The new verses and the short film are chock full of Easter eggs hinting that the subject of the song is Gyllenhaal, with fans dissecting the lyrics and relating them to real life. Like the characters in the song, Swift and Gyllenhaal had a huge age gap between them, and the song mentions an "actress" that some have speculated is Gyllenhaal's sister, Maggie Gyllenhaal.
Swift has never confirmed or denied fans' theory that this song – and the entire Red album – is about Gyllenhaal. She did say that she had heard from the subject of the songs in a 2013 interview with New York Magazine.
"He was like, 'I just listened to the album, and that was a really bittersweet experience for me. It was like going through a photo album.' That was nice," she recalled. "Nicer than, like, the ranting, crazy e-mails I got from this one dude."

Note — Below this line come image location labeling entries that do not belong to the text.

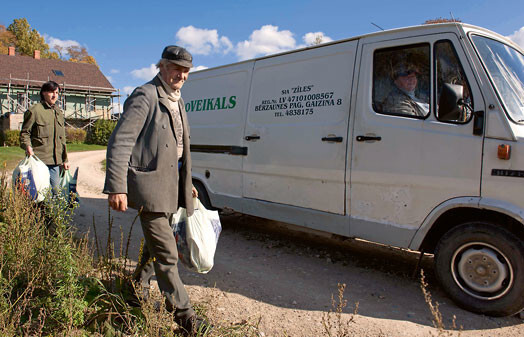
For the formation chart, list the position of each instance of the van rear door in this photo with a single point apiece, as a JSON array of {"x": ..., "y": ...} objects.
[{"x": 296, "y": 128}]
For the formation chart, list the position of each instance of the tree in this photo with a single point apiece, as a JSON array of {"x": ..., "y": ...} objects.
[
  {"x": 79, "y": 54},
  {"x": 28, "y": 40},
  {"x": 7, "y": 39}
]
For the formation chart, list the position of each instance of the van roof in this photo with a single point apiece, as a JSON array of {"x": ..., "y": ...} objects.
[{"x": 426, "y": 27}]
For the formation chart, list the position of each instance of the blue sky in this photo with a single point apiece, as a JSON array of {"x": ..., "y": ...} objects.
[{"x": 127, "y": 37}]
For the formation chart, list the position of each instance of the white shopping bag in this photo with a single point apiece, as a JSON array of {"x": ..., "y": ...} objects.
[
  {"x": 197, "y": 237},
  {"x": 32, "y": 175}
]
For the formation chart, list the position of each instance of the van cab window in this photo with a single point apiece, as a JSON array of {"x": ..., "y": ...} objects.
[
  {"x": 450, "y": 75},
  {"x": 401, "y": 83}
]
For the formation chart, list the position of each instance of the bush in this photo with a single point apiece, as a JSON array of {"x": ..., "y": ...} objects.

Swift is re-recording all of her own music from the six studio albums she made with Big Machine Records. When that contract expired, the label was sold to Scooter Braun's company Ithaca Holdings, along with all the original master recordings of Swift's music. Copies for sale are only made from these master recordings, so while Swift may have creative rights to this music, she can't have commercial control of their release without the masters. Braun reportedly asked for $300 million in exchange for the masters, and required her to sign a non-disclosure agreement promising never to speak ill of him publicly again.
Instead, Swift is re-recording her first six albums, in the process revisiting songs that are a decade and a half old. So far, fans seem to feel that the process is bearing some interesting fruit.